Das Bundesinnenministerium sieht für den öffentlichen Dienst aktuell keinen generellen Einstellungsstopp von Mitgliedern der AfD vor. Am Mittwoch teilte eine Sprecherin mit, dass eine Abfrage zu Parteimitgliedschaften weder im Beamtenbereich noch bei Tarifbeschäftigten stattfinde. Auf der Frühjahrssitzung von Bund und Ländern sei eine Arbeitsgruppe eingerichtet worden, die über Dienstrecht, Waffenbesitz und Sicherheitsüberprüfungen befinden werde, sofern die Einstufung der AfD durch den Bundesverfassungsschutz als gesichert rechtsextrem gerichtlich bestätigt wird.
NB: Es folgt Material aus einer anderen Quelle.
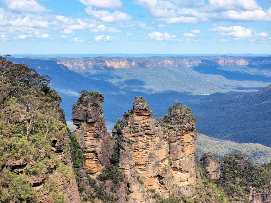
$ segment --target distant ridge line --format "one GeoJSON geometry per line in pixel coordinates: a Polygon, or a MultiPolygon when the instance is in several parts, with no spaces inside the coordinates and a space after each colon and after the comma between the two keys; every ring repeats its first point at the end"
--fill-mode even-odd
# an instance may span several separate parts
{"type": "MultiPolygon", "coordinates": [[[[0,54],[3,56],[5,54],[0,54]]],[[[271,54],[10,54],[12,57],[22,58],[26,57],[62,57],[74,58],[93,57],[146,57],[152,56],[158,57],[189,57],[208,56],[271,56],[271,54]]]]}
Allgemein gelte für Tarifbeschäftigte des Bundes, dass sie sich »durch ihr gesamtes Verhalten zur freiheitlichen demokratischen Grundordnung im Sinne des Grundgesetzes bekennen müssen«.
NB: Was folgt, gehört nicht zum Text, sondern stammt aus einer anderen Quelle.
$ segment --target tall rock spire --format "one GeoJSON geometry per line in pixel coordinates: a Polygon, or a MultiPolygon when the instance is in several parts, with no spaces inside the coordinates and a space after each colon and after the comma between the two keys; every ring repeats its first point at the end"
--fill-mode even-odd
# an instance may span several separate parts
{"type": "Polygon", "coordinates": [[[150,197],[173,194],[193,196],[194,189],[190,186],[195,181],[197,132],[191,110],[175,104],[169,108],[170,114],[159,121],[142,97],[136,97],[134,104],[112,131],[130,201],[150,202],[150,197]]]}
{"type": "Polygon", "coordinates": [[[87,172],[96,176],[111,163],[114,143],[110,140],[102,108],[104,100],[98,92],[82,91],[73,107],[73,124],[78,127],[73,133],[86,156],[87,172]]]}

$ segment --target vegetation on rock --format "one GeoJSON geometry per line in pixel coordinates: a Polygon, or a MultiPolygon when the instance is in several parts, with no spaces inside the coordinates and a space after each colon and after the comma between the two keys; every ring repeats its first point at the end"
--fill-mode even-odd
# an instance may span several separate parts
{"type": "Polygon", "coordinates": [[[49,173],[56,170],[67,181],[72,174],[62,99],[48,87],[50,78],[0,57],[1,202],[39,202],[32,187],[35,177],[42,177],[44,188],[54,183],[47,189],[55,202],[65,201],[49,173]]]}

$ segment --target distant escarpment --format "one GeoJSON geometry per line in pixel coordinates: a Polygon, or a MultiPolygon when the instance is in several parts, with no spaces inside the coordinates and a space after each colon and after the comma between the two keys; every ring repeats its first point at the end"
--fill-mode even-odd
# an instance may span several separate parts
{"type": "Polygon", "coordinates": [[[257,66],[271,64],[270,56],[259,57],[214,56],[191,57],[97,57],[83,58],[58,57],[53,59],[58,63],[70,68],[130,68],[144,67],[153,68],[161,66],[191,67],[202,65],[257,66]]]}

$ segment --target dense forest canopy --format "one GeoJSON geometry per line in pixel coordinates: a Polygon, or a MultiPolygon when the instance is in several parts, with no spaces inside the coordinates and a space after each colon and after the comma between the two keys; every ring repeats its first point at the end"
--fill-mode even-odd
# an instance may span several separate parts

Im Koalitionsvertrag hatten Union und SPD vereinbart, »das Gesetz zur Beschleunigung der Disziplinarverfahren und seine Auswirkungen im Jahr 2027 zu evaluieren und es gegebenenfalls zu ändern«. Dieses hat Disziplinarklagen durch die Anordnung von Maßnahmen seitens der Disziplinarbehörden ersetzt, um »Personalhoheit und -verantwortung des Dienstherrn auch nach außen« zu stärken, wie es im entsprechenden Antrag der Ampelkoalition 2023 hieß. »In Wirklichkeit wird Schritt für Schritt an der Wiederauflage des Radikalenerlasses von 1972 gearbeitet, der schon damals zu 95 Prozent gegen Linke angewendet wurde«, warnte der Bundesarbeitsausschuss der Initiativen gegen Berufsverbote und für die Verteidigung demokratischer Grundrechte am Montag. Besagte Linke sollten sich folglich keinen Sand in die Augen streuen lassen, zumal der Inlandsgeheimdienst sie jederzeit selbst als Verfassungsfeinde listen könnte.